U.S. Court of Appeals for the Second Circuit, 1903

Hanley v. United States

Hanley v. United States
U.S. Court of Appeals for the Second Circuit · Decided September 16, 1903
126 F. 944; 61 C.C.A. 668; 1903 U.S. App. LEXIS 4374

Hanley v. United States

Opinion of the Court

PER CURIAM.

A rehearing is asked for on two grounds: (1) Because the decision is in conflict with In re De Bara, 179 U. S. 316, 21 Sup. Ct. 110, 45 L. Ed. 207; and (2) because this court “cannot have considered the point taken in the brief filed in this cause, that the sentence imposed was authorized by law.”

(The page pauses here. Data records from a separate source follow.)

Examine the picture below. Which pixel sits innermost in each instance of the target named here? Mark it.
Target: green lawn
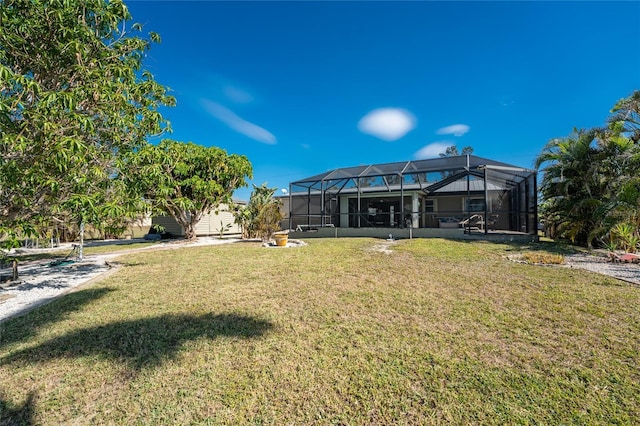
(332, 333)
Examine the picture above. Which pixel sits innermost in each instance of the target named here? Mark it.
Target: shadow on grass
(141, 343)
(26, 326)
(19, 416)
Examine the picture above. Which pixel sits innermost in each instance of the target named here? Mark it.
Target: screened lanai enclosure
(468, 193)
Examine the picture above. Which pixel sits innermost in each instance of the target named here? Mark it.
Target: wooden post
(14, 268)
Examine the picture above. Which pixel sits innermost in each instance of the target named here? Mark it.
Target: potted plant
(281, 238)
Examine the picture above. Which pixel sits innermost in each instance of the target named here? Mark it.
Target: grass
(335, 332)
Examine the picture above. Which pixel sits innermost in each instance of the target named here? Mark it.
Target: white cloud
(239, 124)
(237, 95)
(455, 130)
(388, 124)
(432, 150)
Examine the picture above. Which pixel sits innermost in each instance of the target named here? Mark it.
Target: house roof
(443, 174)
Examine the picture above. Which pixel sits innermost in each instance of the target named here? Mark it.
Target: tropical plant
(263, 213)
(185, 180)
(224, 227)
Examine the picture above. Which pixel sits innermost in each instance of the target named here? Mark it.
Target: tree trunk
(14, 268)
(189, 232)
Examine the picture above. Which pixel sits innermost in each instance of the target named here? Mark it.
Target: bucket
(281, 240)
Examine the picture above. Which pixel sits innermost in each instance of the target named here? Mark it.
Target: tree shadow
(17, 416)
(23, 327)
(141, 343)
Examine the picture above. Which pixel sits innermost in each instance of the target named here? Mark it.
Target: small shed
(211, 224)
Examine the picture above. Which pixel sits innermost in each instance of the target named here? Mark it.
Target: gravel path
(38, 283)
(598, 262)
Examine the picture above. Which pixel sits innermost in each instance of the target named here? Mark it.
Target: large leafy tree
(73, 97)
(591, 179)
(185, 180)
(572, 186)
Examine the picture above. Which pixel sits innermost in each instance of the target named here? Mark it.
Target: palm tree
(572, 185)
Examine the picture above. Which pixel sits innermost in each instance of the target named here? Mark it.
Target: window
(475, 205)
(430, 205)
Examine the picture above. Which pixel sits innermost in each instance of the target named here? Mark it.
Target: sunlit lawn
(331, 333)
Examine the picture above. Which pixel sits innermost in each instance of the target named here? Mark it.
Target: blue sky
(305, 87)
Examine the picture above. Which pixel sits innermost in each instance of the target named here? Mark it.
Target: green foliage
(224, 227)
(591, 178)
(73, 97)
(185, 180)
(262, 216)
(452, 151)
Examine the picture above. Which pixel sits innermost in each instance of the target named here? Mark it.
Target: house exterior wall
(209, 225)
(169, 224)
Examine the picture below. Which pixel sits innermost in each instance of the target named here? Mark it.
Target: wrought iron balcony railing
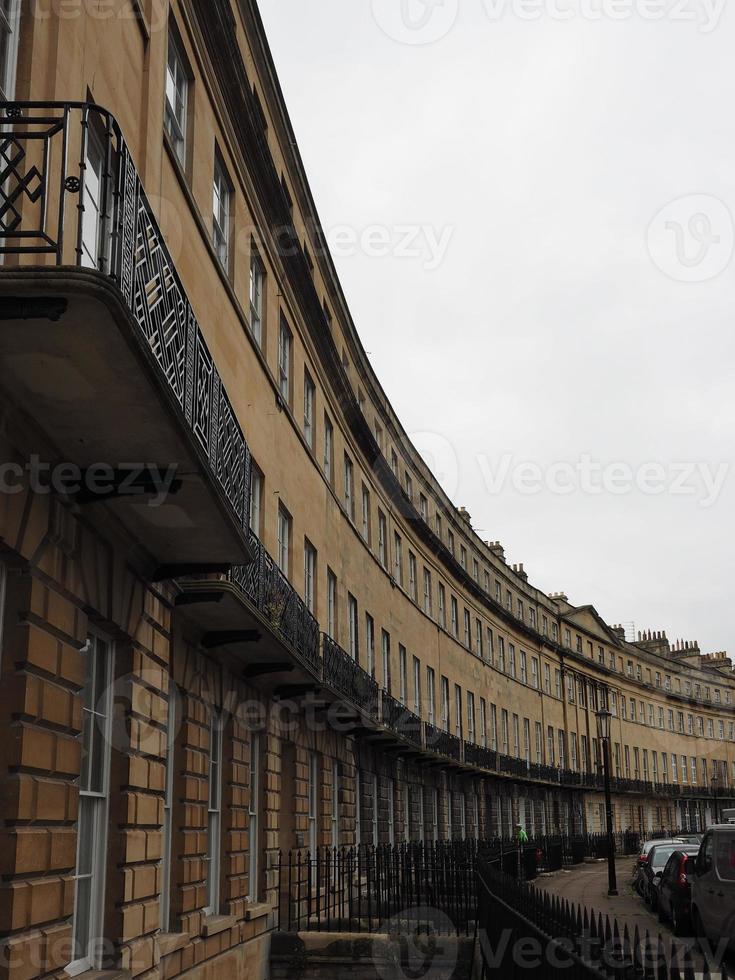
(480, 756)
(442, 742)
(274, 597)
(399, 719)
(348, 677)
(70, 195)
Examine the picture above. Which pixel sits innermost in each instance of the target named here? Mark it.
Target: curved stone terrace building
(239, 615)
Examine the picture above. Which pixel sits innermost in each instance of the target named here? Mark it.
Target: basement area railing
(521, 930)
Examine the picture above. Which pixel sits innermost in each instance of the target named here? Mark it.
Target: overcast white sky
(562, 320)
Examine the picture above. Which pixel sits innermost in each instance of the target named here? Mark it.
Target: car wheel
(698, 929)
(678, 922)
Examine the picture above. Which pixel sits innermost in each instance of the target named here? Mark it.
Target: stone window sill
(169, 942)
(102, 975)
(256, 911)
(215, 924)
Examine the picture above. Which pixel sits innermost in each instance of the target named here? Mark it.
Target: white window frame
(3, 593)
(214, 813)
(431, 695)
(313, 805)
(398, 558)
(382, 539)
(256, 499)
(370, 644)
(349, 481)
(406, 814)
(175, 117)
(331, 604)
(366, 514)
(167, 864)
(257, 290)
(391, 811)
(285, 341)
(354, 627)
(335, 805)
(328, 449)
(93, 229)
(403, 675)
(284, 539)
(10, 26)
(254, 818)
(94, 807)
(309, 402)
(222, 197)
(376, 811)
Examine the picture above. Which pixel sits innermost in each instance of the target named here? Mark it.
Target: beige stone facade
(319, 654)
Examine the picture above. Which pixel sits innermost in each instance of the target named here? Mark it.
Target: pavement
(587, 885)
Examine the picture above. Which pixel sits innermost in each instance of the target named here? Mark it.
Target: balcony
(101, 355)
(442, 743)
(480, 757)
(400, 720)
(348, 678)
(270, 592)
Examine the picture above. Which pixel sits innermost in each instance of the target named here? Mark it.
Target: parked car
(642, 860)
(654, 866)
(691, 838)
(713, 886)
(674, 891)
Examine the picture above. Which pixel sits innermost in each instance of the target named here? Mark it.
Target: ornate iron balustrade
(442, 742)
(480, 756)
(115, 233)
(399, 719)
(348, 677)
(274, 597)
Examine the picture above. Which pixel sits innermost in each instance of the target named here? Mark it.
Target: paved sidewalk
(586, 885)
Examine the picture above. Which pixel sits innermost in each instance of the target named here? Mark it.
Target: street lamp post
(715, 795)
(604, 726)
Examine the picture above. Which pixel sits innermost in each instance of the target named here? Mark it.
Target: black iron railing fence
(522, 930)
(360, 889)
(70, 195)
(347, 676)
(378, 889)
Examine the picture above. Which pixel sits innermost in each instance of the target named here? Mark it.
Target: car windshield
(650, 844)
(660, 855)
(725, 856)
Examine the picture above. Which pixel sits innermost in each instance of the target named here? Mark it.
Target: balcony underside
(90, 383)
(243, 637)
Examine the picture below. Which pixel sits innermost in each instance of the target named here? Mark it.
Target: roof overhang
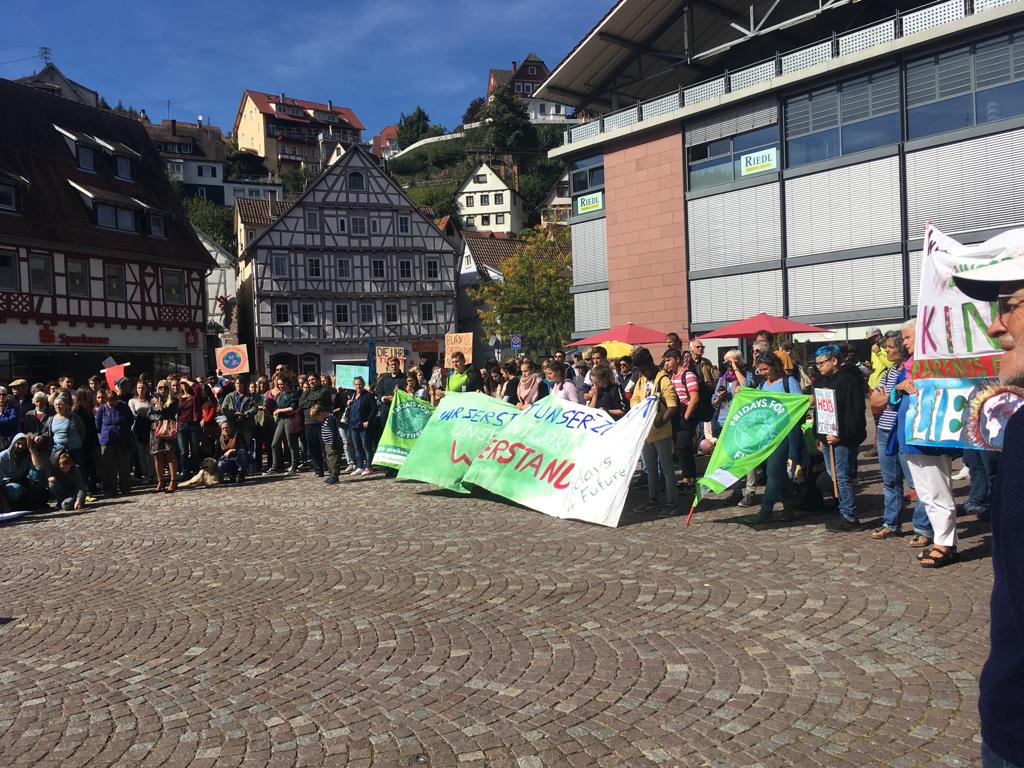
(643, 48)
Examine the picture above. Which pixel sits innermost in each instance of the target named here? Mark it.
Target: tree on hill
(473, 111)
(215, 220)
(534, 298)
(416, 126)
(506, 126)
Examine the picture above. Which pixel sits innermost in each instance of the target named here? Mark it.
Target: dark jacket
(364, 409)
(1003, 676)
(850, 406)
(114, 424)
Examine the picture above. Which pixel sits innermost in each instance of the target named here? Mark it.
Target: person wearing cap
(1003, 677)
(880, 361)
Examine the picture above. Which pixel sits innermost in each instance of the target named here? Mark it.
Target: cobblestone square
(381, 624)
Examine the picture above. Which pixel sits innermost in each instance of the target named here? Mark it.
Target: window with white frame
(8, 270)
(40, 272)
(125, 169)
(78, 278)
(279, 265)
(174, 287)
(114, 282)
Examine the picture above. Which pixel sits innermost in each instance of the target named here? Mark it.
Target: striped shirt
(888, 419)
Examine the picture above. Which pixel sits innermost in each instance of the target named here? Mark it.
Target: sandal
(939, 557)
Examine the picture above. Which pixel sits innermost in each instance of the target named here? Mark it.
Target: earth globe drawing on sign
(231, 360)
(753, 431)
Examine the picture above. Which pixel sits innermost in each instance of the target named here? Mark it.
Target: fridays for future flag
(757, 423)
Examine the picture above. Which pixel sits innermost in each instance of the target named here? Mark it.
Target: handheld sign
(824, 407)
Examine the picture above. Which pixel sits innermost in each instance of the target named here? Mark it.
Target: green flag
(757, 423)
(459, 428)
(406, 421)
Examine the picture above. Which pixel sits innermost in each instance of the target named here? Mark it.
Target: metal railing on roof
(879, 33)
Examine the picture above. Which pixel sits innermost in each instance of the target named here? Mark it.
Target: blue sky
(379, 57)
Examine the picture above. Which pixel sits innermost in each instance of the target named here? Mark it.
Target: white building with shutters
(799, 185)
(352, 258)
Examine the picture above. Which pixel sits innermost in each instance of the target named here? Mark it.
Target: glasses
(1005, 307)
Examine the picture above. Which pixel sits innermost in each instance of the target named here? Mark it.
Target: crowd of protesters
(68, 444)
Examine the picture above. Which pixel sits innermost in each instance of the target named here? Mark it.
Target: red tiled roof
(54, 214)
(258, 211)
(263, 101)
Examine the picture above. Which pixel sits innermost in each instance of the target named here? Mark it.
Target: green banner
(460, 427)
(757, 423)
(404, 424)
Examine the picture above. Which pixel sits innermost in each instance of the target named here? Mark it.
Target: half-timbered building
(96, 256)
(352, 258)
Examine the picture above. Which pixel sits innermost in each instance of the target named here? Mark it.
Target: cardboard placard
(824, 409)
(459, 343)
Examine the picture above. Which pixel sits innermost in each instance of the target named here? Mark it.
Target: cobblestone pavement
(382, 624)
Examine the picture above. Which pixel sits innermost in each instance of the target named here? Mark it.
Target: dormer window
(86, 158)
(125, 168)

Although the “point taken in the brief” comprised only a dozen lines referring to Howard v. United States, 75 Fed. 986, 21 C. C. A. 586, 34 R. R. A. 509, it was not overlooked. We discussed the proposition at considerable length, and set forth quite fully the reasons which persuaded us to the conclusion that the “single sentence” of section 5480, Rev. St. [U. S. Comp. St. 1901, p. 3696], meant a single sentence not exceeding the limits specified in the section for a single offense. With section 1024 [U. S. Comp. St. 1901, p. 720] already on the statute book, it is difficult to understand why Congress inserted the amendment as to including three offenses in a single indictment, unless it intended thus to restrict the single sentence for those three offenses.

The De Bara Case was not cited on the briefs of either side, and was overlooked by us. It seems to be in conflict with our conclusion; the petition for rehearing is therefore granted.

Case-law data current through December 31, 2025. Source: CourtListener bulk data.